I'm sorry to burst your bubble, but that simply isn't true. Consider this sketch:

void setup () {}
void loop ()
{
 while (true) 
  {
  digitalWrite (5, HIGH);
  } 
}

That uses a "while" loop.

Sketch size:

Binary sketch size: 724 bytes (of a 30720 byte maximum)

Generated code:

00000102 <loop>:
void loop ()
{
 while (true) 
  {
  digitalWrite (5, HIGH);
 102:	85 e0       	ldi	r24, 0x05	; 5
 104:	61 e0       	ldi	r22, 0x01	; 1
 106:	0e 94 86 00 	call	0x10c	; 0x10c <digitalWrite>
 10a:	fb cf       	rjmp	.-10     	; 0x102 <loop>

0000010c <digitalWrite>:
	}
}

Now consider this:

void setup () {}

void loop ()
{
  foo:
  digitalWrite (5, HIGH);
  goto foo;
}

Sketch size:

Binary sketch size: 724 bytes (of a 30720 byte maximum)

Generated code:

00000102 <loop>:
void loop ()
{
  foo:
  digitalWrite (5, HIGH);
 102:	85 e0       	ldi	r24, 0x05	; 5
 104:	61 e0       	ldi	r22, 0x01	; 1
 106:	0e 94 86 00 	call	0x10c	; 0x10c <digitalWrite>
 10a:	fb cf       	rjmp	.-10     	; 0x102 <loop>

0000010c <digitalWrite>:
	}
}

The code sizes are identical! The generated code is identical!

There is no saving of "thousands of bytes" using goto. None. Not a byte.

There is no speed improvement. The compiler has generated, in both cases, "rjmp .-10 " - the same machine code instruction.

All the goto does is make the code harder to read. It possibly introduces subtle errors of logic, if you "goto" over stuff you shouldn't.

It is not the panacea for saving memory, saving time. It does none of that.

In the OP's code (and I am sure he realizes this) he could have changed:

void loop() {
  start:
  LATCH_ON();
  LATCH_OFF();
  LATCH_ON();
  LATCH_OFF();
 goto start;
} // with goto

to:

void loop() {
  while (true)
  {
  LATCH_ON();
  LATCH_OFF();
  LATCH_ON();
  LATCH_OFF();
  }
} // with goto

The goto didn't save time. It was changing the code to omit the repeated function calls that saved time. But you can do that without using goto.

Because in the end, goto is indeed the single most absolutely efficient branching method possible: ...

No, that simply is not true. You can achieve the same thing with "do" and "while". Keep the code elegant and maintainable.

...and, as stated earlier in the thread... you can gain much efficiency by using Hardware SPI as built into the AVR chip.

Ed was able to get a "factor-of-15 speedup" with 595 latches.
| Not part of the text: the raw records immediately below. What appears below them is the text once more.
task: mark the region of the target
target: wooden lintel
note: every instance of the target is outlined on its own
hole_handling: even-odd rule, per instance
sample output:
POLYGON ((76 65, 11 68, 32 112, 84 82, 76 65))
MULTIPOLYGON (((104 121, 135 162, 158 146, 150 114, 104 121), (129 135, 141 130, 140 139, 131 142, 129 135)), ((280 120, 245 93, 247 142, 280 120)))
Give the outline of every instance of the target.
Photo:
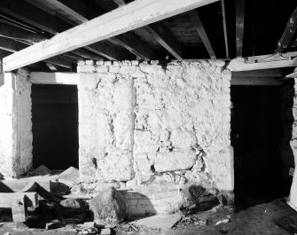
POLYGON ((231 77, 231 86, 279 86, 284 80, 273 77, 231 77))
POLYGON ((245 30, 246 0, 235 0, 236 57, 242 57, 245 30))
POLYGON ((247 71, 297 66, 297 51, 282 55, 262 55, 233 59, 228 68, 231 71, 247 71))
POLYGON ((203 43, 204 46, 206 47, 208 55, 210 56, 211 59, 216 59, 215 54, 215 51, 211 45, 211 43, 209 41, 209 38, 207 35, 207 32, 205 31, 204 26, 201 22, 201 20, 199 18, 199 16, 198 15, 196 10, 191 11, 189 12, 189 15, 191 17, 191 21, 194 23, 195 25, 195 28, 198 31, 203 43))
POLYGON ((5 57, 6 72, 83 47, 217 0, 134 1, 5 57))
POLYGON ((160 23, 145 27, 145 30, 176 59, 183 59, 183 50, 172 33, 160 23))
POLYGON ((79 74, 31 72, 29 82, 34 84, 77 85, 79 74))

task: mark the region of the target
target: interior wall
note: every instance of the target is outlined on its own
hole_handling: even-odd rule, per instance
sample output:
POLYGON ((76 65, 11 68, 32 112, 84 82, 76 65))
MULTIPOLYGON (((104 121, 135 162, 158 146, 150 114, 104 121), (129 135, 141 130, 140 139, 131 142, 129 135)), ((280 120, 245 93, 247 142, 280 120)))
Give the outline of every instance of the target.
POLYGON ((0 74, 0 173, 18 176, 32 168, 31 83, 27 71, 0 74))
MULTIPOLYGON (((82 62, 82 180, 137 189, 159 213, 176 206, 179 188, 189 181, 232 191, 231 73, 224 66, 221 60, 82 62)), ((129 200, 130 211, 149 210, 129 200)))
POLYGON ((74 85, 32 85, 33 164, 78 168, 78 100, 74 85))

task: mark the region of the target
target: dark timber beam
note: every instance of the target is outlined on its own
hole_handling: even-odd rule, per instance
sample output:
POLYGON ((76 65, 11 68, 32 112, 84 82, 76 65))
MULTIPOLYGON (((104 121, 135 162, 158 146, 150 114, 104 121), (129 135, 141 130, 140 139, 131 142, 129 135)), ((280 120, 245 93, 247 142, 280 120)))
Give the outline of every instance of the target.
POLYGON ((233 59, 228 68, 234 72, 297 66, 297 51, 233 59))
POLYGON ((171 55, 178 60, 183 59, 183 50, 180 43, 167 27, 160 23, 152 24, 145 27, 145 30, 162 45, 171 55))
POLYGON ((191 11, 189 12, 189 15, 191 17, 191 21, 195 24, 195 28, 198 31, 204 46, 207 48, 207 51, 208 52, 208 55, 211 59, 215 59, 215 51, 210 43, 209 38, 207 35, 207 32, 204 29, 204 27, 202 25, 201 20, 199 16, 198 15, 196 10, 191 11))
POLYGON ((26 31, 14 26, 0 22, 0 36, 24 40, 28 42, 40 42, 47 37, 43 35, 26 31))
POLYGON ((229 58, 225 0, 221 0, 221 8, 222 8, 222 19, 223 19, 223 38, 224 38, 224 42, 225 42, 226 58, 229 58))
POLYGON ((286 24, 286 27, 285 28, 285 32, 281 37, 281 39, 277 43, 277 49, 275 51, 275 53, 282 53, 287 49, 289 46, 292 39, 296 35, 297 30, 297 7, 293 12, 288 23, 286 24))
POLYGON ((151 60, 157 58, 154 51, 132 32, 107 39, 114 44, 126 48, 137 57, 145 60, 151 60))
POLYGON ((236 12, 236 57, 242 57, 245 29, 246 0, 235 0, 236 12))

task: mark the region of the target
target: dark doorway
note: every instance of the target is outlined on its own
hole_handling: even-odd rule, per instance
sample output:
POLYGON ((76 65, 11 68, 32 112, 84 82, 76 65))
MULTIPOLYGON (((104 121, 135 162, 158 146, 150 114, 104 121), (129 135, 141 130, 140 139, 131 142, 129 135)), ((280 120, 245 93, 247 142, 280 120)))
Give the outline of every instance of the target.
POLYGON ((282 186, 281 86, 231 87, 235 206, 287 196, 282 186))
POLYGON ((33 166, 78 168, 78 98, 73 85, 32 85, 33 166))

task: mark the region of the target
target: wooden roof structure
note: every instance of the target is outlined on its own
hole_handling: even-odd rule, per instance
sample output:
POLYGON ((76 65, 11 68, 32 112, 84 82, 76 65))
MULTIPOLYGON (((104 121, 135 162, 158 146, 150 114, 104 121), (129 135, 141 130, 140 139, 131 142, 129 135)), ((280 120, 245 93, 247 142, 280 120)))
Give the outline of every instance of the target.
POLYGON ((223 59, 234 71, 296 67, 296 6, 295 0, 1 0, 0 58, 4 71, 75 71, 80 59, 223 59))

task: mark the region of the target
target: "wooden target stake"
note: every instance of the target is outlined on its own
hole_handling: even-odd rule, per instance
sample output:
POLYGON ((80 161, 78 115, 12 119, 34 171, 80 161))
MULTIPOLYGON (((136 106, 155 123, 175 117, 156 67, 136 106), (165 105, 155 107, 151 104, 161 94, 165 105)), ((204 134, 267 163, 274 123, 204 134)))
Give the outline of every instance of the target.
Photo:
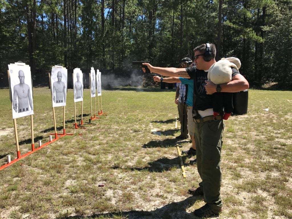
MULTIPOLYGON (((83 99, 82 99, 83 100, 83 99)), ((83 124, 83 101, 81 103, 81 125, 83 124)))
POLYGON ((180 160, 180 166, 182 167, 182 176, 184 178, 186 178, 187 175, 185 174, 185 166, 184 166, 183 162, 182 161, 182 157, 181 154, 180 153, 180 150, 178 144, 176 144, 176 148, 178 149, 178 157, 180 160))
POLYGON ((90 95, 90 107, 91 109, 91 119, 92 119, 92 100, 91 100, 91 74, 89 73, 89 90, 90 91, 90 92, 89 92, 89 95, 90 95))
MULTIPOLYGON (((9 70, 7 70, 7 74, 8 77, 8 80, 10 80, 10 75, 9 74, 9 70)), ((17 158, 20 157, 20 150, 19 149, 19 143, 18 141, 18 133, 17 133, 17 126, 16 125, 16 119, 13 119, 13 125, 14 127, 14 136, 15 136, 15 142, 16 144, 16 153, 17 158)))
MULTIPOLYGON (((50 84, 51 84, 51 75, 49 72, 48 73, 49 74, 49 80, 50 81, 50 84)), ((51 88, 51 90, 52 90, 52 88, 51 88)), ((53 96, 52 95, 52 102, 53 102, 53 96)), ((56 125, 56 114, 55 114, 55 107, 53 107, 53 117, 54 118, 54 127, 55 128, 55 139, 57 139, 58 138, 58 134, 57 133, 57 126, 56 125)))
POLYGON ((32 150, 34 150, 34 119, 32 115, 30 115, 30 124, 32 131, 32 150))
POLYGON ((63 134, 66 134, 66 130, 65 128, 65 106, 63 106, 63 134))

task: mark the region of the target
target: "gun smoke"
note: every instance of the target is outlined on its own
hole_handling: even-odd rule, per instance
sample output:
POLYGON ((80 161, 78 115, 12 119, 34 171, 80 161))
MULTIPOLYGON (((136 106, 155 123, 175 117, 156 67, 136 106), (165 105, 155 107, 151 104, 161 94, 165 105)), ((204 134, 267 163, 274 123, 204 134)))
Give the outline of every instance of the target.
POLYGON ((144 75, 138 70, 133 71, 130 75, 102 74, 101 77, 101 86, 105 88, 125 86, 141 87, 144 78, 144 75))

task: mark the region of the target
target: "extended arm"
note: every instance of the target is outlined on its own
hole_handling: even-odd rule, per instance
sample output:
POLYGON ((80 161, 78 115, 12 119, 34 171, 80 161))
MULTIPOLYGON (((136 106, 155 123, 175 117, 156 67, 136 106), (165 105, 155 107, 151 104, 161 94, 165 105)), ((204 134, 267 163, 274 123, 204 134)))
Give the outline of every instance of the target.
POLYGON ((178 104, 178 97, 180 95, 180 86, 177 86, 176 90, 175 91, 175 97, 174 99, 174 102, 176 104, 178 104))
POLYGON ((55 91, 56 91, 56 88, 55 87, 55 82, 53 84, 53 100, 54 100, 54 102, 55 102, 56 98, 55 98, 55 91))
POLYGON ((12 101, 12 105, 13 106, 13 109, 16 112, 17 112, 17 100, 16 98, 17 97, 17 91, 15 89, 15 86, 13 88, 13 100, 12 101))
MULTIPOLYGON (((159 82, 161 81, 161 78, 159 76, 154 76, 153 77, 154 81, 157 82, 159 82)), ((178 77, 171 77, 169 78, 164 78, 163 82, 166 82, 166 83, 175 83, 181 82, 181 81, 178 77)))
POLYGON ((64 102, 66 102, 66 87, 64 84, 64 87, 63 88, 63 95, 64 95, 64 102))
POLYGON ((73 93, 74 93, 74 96, 76 99, 76 82, 74 85, 74 90, 73 90, 73 93))
POLYGON ((29 103, 29 105, 30 106, 30 108, 32 109, 32 110, 33 110, 33 109, 32 108, 32 97, 30 95, 30 89, 29 88, 28 88, 28 102, 29 103))
MULTIPOLYGON (((150 72, 169 77, 181 77, 182 78, 190 78, 190 76, 187 72, 187 71, 185 70, 185 69, 154 67, 152 66, 149 63, 143 63, 143 64, 147 66, 148 68, 150 70, 150 72)), ((142 67, 142 69, 143 72, 146 72, 146 70, 145 68, 142 67)), ((168 82, 167 83, 174 82, 168 82)))
MULTIPOLYGON (((206 81, 205 86, 207 94, 212 94, 216 92, 217 85, 208 81, 206 81)), ((228 83, 220 84, 221 92, 235 93, 248 89, 249 85, 245 78, 240 74, 232 77, 231 81, 228 83)))

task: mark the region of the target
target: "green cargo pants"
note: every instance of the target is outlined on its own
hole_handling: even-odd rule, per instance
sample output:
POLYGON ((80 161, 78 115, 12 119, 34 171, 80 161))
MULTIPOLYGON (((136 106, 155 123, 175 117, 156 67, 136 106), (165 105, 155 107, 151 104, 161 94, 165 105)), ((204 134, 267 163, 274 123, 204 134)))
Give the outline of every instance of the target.
POLYGON ((222 120, 195 122, 195 124, 197 166, 202 179, 199 185, 204 192, 204 201, 216 210, 223 206, 220 157, 224 126, 222 120))

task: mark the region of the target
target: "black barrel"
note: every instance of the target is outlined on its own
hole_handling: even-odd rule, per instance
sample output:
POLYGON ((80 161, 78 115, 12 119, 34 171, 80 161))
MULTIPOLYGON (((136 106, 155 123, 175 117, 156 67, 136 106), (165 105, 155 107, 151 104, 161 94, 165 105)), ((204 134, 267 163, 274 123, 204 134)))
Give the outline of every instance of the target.
POLYGON ((234 109, 232 113, 235 115, 242 115, 247 113, 248 91, 245 90, 233 93, 232 101, 234 109))
POLYGON ((160 83, 160 89, 165 89, 165 82, 163 82, 163 81, 161 81, 160 83))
As Nick points out, there is absolutely nothing magical about goto. I get the impression from some followup comments that people now believe goto should be commonly used. If I gave that impression, I apologize. Goto should absolutely not be commonly be used. It should be used very sparingly. Its easy to create rats nests of code which is extremely difficult to read and understand. This is a tale any old BASIC coder will be more than willing to share. It should not be viewed as a general purpose flow control mechanism. It should be viewed as one of many in a developer's optimization bag of tricks. And is widely known, the root of all evil is premature optimization. So that should tell you, if you're readily reaching for goto, you're using it wrong.
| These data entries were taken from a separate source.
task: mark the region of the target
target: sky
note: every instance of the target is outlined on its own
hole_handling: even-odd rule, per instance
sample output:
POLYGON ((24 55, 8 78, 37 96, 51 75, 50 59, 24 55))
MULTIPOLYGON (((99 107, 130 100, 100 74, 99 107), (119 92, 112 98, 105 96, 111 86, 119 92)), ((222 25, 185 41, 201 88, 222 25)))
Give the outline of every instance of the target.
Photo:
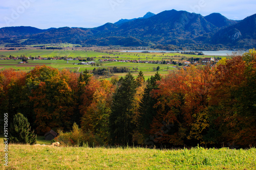
POLYGON ((204 16, 219 13, 234 20, 256 13, 255 0, 1 0, 0 4, 0 28, 92 28, 172 9, 204 16))

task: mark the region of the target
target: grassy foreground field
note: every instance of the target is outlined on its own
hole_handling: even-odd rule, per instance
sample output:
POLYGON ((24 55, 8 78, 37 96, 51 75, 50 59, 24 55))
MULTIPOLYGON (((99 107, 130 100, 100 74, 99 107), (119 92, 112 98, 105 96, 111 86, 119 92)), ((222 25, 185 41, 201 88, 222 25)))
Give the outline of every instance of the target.
POLYGON ((256 149, 175 150, 10 144, 2 169, 255 169, 256 149))

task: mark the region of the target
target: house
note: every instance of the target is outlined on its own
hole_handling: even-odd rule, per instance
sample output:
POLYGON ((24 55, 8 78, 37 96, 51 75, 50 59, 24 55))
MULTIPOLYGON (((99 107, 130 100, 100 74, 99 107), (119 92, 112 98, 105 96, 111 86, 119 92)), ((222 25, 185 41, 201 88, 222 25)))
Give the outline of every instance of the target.
POLYGON ((87 63, 88 63, 88 64, 93 64, 95 63, 95 62, 94 61, 89 61, 87 62, 87 63))
POLYGON ((47 140, 52 140, 57 136, 58 134, 53 130, 51 130, 50 131, 45 134, 45 139, 47 140))
POLYGON ((205 58, 202 60, 202 62, 203 63, 209 63, 211 61, 216 61, 216 60, 213 57, 211 58, 205 58))
POLYGON ((79 65, 88 65, 88 64, 87 63, 86 63, 85 62, 81 62, 80 63, 78 63, 77 64, 79 64, 79 65))

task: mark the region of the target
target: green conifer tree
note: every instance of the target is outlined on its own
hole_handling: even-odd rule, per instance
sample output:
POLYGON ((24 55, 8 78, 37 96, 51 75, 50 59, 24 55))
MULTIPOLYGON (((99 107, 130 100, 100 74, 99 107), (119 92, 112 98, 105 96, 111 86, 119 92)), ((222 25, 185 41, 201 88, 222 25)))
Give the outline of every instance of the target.
POLYGON ((111 107, 110 138, 113 144, 131 144, 133 132, 136 127, 132 123, 132 110, 137 83, 134 77, 129 72, 120 84, 114 94, 111 107))
POLYGON ((11 143, 30 144, 36 142, 36 135, 31 130, 28 119, 18 113, 14 115, 9 128, 9 141, 11 143))

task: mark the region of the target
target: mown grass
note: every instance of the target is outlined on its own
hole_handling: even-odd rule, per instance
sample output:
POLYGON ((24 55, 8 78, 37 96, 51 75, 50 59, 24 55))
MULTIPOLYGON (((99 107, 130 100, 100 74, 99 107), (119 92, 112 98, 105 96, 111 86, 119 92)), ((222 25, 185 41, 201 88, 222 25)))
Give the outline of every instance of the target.
MULTIPOLYGON (((66 44, 67 45, 67 44, 66 44)), ((70 44, 71 45, 71 44, 70 44)), ((121 52, 120 51, 114 51, 111 50, 102 50, 101 52, 95 52, 93 51, 85 51, 89 48, 80 48, 80 50, 74 48, 74 50, 71 50, 72 48, 69 48, 68 50, 40 50, 36 48, 22 49, 17 51, 0 51, 0 55, 8 57, 10 55, 13 56, 19 56, 21 55, 25 55, 26 56, 41 57, 53 57, 54 56, 66 56, 71 57, 81 57, 82 58, 94 57, 95 62, 97 64, 102 64, 103 67, 129 67, 132 72, 137 70, 137 71, 142 71, 146 79, 155 75, 156 69, 159 66, 160 66, 160 74, 163 76, 168 74, 167 70, 176 69, 177 68, 173 67, 173 65, 161 64, 151 64, 151 63, 134 63, 128 62, 100 62, 98 61, 100 59, 104 58, 116 58, 122 60, 158 60, 162 61, 164 59, 165 61, 169 61, 173 59, 178 61, 180 59, 181 55, 185 56, 186 58, 184 60, 187 60, 191 57, 204 57, 202 56, 181 55, 180 54, 175 53, 126 53, 121 52)), ((210 57, 210 56, 207 56, 210 57)), ((6 57, 3 57, 6 58, 6 57)), ((23 70, 29 71, 33 69, 37 65, 42 65, 45 64, 48 66, 52 66, 54 68, 58 68, 61 70, 64 68, 68 69, 71 71, 77 71, 81 72, 86 69, 92 70, 94 68, 97 68, 97 66, 92 66, 91 65, 83 65, 73 64, 73 63, 78 63, 79 61, 69 61, 68 63, 65 60, 29 60, 29 63, 18 64, 20 60, 14 61, 11 60, 0 60, 0 70, 13 68, 16 70, 23 70), (79 69, 78 69, 79 68, 79 69)), ((133 74, 134 76, 137 75, 137 73, 133 74)), ((123 76, 126 74, 114 74, 116 76, 123 76)))
MULTIPOLYGON (((1 144, 3 156, 4 145, 1 144)), ((9 145, 2 169, 255 169, 256 149, 157 150, 141 148, 9 145)), ((3 157, 2 157, 3 158, 3 157)))

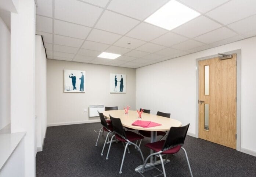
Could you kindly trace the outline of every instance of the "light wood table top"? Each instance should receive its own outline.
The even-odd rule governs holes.
[[[111,116],[120,118],[123,125],[126,127],[137,130],[147,131],[167,131],[171,127],[180,127],[181,123],[173,118],[159,116],[156,115],[143,113],[142,118],[138,119],[138,115],[137,111],[129,110],[128,113],[125,114],[123,110],[113,110],[104,111],[104,116],[109,118],[109,114]],[[144,128],[140,126],[132,125],[131,124],[137,120],[151,121],[162,124],[162,125]]]

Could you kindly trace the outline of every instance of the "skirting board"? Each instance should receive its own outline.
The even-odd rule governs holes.
[[[84,120],[83,121],[76,121],[74,122],[61,122],[60,123],[53,123],[48,124],[47,127],[57,126],[59,125],[72,125],[74,124],[86,124],[87,123],[94,123],[95,122],[100,122],[100,120],[97,119],[94,120]]]
[[[189,136],[193,136],[193,137],[196,138],[198,138],[198,137],[196,136],[196,135],[195,133],[191,133],[190,132],[188,132],[187,133],[187,134],[188,135],[189,135]]]
[[[256,152],[255,151],[252,151],[251,150],[249,150],[249,149],[247,149],[241,147],[241,152],[256,157]]]

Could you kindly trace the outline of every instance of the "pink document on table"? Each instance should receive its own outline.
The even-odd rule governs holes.
[[[144,128],[152,127],[153,127],[162,125],[162,124],[158,124],[151,121],[145,121],[143,120],[136,120],[131,124],[132,125],[138,126]]]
In my many, many years of coding, I've used goto in C/C++ code less than a half dozen times. Once or twice more I would have used it again except it was forbidden by the coding standards. In all cases where I've used it, it was in fairly complex code where goto was the only possibly means to obtain the optimizations required while ensuring some facet of readability. Generally speaking, if you find you're using goto more frequently than once every couple of years, while coding on a daily basis, chances are very high you're using it wrong.
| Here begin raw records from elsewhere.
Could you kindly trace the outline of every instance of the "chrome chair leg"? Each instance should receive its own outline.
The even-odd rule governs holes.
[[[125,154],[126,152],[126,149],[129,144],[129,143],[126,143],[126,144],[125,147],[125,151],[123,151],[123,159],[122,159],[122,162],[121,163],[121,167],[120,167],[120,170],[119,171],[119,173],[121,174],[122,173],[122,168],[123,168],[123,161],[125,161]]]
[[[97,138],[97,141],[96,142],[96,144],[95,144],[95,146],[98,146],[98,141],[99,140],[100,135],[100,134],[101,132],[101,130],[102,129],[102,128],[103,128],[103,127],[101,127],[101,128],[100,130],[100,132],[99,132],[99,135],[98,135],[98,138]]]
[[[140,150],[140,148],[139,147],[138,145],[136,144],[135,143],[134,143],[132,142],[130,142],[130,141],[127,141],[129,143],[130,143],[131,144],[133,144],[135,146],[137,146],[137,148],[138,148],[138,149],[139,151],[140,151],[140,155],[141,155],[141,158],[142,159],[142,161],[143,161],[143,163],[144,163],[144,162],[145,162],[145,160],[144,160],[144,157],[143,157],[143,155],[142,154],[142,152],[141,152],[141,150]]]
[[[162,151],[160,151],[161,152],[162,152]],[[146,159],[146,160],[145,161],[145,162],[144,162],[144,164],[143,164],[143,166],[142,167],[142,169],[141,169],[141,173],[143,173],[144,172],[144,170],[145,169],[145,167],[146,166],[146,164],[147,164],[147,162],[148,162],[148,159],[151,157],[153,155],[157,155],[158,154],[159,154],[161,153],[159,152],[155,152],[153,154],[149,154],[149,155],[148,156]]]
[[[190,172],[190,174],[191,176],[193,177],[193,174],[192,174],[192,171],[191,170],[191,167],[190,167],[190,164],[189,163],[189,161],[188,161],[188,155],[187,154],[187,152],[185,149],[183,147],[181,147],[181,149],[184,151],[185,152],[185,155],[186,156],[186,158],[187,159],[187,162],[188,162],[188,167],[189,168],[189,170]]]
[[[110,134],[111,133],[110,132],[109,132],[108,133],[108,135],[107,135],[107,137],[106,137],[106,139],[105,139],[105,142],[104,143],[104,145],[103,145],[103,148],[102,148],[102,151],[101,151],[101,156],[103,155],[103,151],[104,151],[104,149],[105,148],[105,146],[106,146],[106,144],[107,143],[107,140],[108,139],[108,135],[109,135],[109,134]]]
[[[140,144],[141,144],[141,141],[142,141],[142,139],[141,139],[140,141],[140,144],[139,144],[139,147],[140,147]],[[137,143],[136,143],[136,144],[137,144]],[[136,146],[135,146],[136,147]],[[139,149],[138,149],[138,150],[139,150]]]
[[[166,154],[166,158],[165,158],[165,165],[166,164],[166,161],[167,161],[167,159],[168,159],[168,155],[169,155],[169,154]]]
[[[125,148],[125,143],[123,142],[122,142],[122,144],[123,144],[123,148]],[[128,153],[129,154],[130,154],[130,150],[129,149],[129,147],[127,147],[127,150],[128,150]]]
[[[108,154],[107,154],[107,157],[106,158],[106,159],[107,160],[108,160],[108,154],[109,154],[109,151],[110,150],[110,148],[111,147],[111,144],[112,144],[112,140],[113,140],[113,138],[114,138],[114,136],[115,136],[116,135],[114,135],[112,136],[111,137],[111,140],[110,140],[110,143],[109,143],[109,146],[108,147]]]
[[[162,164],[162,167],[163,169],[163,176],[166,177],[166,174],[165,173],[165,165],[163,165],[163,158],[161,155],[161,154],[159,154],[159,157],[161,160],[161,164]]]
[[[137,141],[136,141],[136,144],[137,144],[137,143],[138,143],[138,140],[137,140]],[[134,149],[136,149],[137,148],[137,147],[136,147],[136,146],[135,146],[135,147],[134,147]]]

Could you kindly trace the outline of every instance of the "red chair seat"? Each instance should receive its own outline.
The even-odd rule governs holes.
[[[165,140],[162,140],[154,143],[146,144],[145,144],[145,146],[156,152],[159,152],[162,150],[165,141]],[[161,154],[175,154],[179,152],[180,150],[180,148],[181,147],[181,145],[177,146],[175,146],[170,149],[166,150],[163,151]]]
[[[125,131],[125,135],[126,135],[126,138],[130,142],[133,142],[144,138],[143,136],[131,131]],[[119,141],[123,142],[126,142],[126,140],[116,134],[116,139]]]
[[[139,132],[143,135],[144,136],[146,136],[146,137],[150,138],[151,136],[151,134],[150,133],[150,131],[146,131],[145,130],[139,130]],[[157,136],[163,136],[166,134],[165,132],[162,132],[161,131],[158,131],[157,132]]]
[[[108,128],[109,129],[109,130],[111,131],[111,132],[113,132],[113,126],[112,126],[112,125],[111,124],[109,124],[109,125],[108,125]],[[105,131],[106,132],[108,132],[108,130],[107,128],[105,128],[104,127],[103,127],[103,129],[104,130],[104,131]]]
Now then, as I originally stated, goto has been demonized and is frequently forbidden. Such a response is almost as inappropriate as daily use. But, just because the use of goto is a legitmate flow control technique doesn't mean it should be used without considerable thought. Generally speaking, it should only be used as a optimization technique of last resort, and then generally only by experienced coders.

Again, as Nick pointed out, the simple use of goto, in of itself, doesn't magically imbue optimizations. And by far, it can be easily used for evil. Which is exactly why it has such a bad reputation.